Özellikle de, hatayı kabul edip makul bir dile yönelmek

yerine ısrarla faiz lobisi , dış mihraklar gibi öcüleri öne sürmek, hiç ama

hiç inandırıcı durmuyor. Haziran ayının başında gerçekleştirilen Bilderberg

toplantılarına hükümeti temsilen Ali Babacan ı gönderip (üstelik faiz lobisi

suçlamalarının göbeğine oturttuğu Koç ve Sabancı Holding ten katılımcılarla

birlikte), ondan sonra dış mihraklar şeklinde vaveyla koparmak samimiyetten

uzak görünüyor. Hükümet yetkilileri, küresel siyaset ve ekonominin önemli bir

ayağını oluşturan ve faiz lobisi gibi bir öcünün küresel ölçekte hamisi olan

Bilderberg i Kanarya Sevenler Derneği sanmıyorlar herhalde.

Küresel sömürü sisteminin aktörleriyle hem siyasi hem de

ekonomik açıdan tam bir bütünleşme ve uyum içinde 10 seneyi geçiren başka

birisiymiş gibi, kendi suçunu ve günahını görmemek adına faiz lobisi , dış

mihraklar vs demek, gerçeklerle bağdaşmıyor. Daha 1 ay önce ABD gezisi

esnasında, beraber ıslandık biz bu yollarda , stratejik ortaklıktan küresel

müttefikliğe diye ABD ile ne de güzel anlaşıyoruz mesajlarını verip, 1 ay

sonra ABD yi, küresel güçleri üstü kapalı şekilde eleştirmek samimi gelmiyor.

10 yılı aşkın iktidarları boyunca, hatta 1 ay öncesine kadar ABD iyiydi ve

kendilerini destekliyordu da, son 1 ayda mı karşıt cepheye geçti Beraber

yürünenleri ve beraber ıslanılanları doğru seçmenin önemi ortaya çıkıyor işte.

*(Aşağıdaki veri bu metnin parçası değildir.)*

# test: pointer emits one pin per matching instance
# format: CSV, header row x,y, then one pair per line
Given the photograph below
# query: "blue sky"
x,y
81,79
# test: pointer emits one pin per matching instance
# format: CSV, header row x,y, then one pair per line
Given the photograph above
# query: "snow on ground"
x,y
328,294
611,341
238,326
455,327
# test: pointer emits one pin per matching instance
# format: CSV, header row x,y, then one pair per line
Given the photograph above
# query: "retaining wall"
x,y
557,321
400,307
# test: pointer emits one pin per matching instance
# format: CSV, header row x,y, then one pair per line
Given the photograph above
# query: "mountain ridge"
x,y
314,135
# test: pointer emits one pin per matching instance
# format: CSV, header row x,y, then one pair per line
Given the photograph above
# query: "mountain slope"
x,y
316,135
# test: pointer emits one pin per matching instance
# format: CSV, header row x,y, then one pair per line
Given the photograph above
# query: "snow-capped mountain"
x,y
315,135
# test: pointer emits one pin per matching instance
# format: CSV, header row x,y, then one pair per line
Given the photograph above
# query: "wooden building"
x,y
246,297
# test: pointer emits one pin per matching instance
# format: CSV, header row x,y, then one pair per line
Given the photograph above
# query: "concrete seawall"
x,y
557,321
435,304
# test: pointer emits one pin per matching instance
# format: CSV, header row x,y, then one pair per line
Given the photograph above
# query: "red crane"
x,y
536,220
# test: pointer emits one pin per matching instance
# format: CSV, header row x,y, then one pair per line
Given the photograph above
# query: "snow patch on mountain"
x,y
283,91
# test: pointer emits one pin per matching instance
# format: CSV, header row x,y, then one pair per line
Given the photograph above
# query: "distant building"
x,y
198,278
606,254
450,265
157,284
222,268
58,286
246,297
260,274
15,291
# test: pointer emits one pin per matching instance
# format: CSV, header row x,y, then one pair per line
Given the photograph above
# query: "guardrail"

Medeniyet projesi diye uğruna gündüz vakti havai fişekler atılan AB rüyası

için verilmedik taviz bırakmayıp, sonra da AB den gelen olumsuz mesajlardan

sonra seni tanımıyorum demenin de ciddi hiçbir yanı yok.

Faiz lobisini tu kaka ederken, ağa babası olan

Bilderberg toplantısına koşarak gitmekten geri durmazsanız, ne ileri sürdüğünüz

bahanelerin inandırıcılığı olur, ne de söylediklerinizin bir samimiyeti. Sadece

toplumsal bir meseleyi siyasi bir soruna çevirmiş olur ve koskoca bir ülkeyi

çok tehlikeli bir noktaya sürüklemiş olursunuz.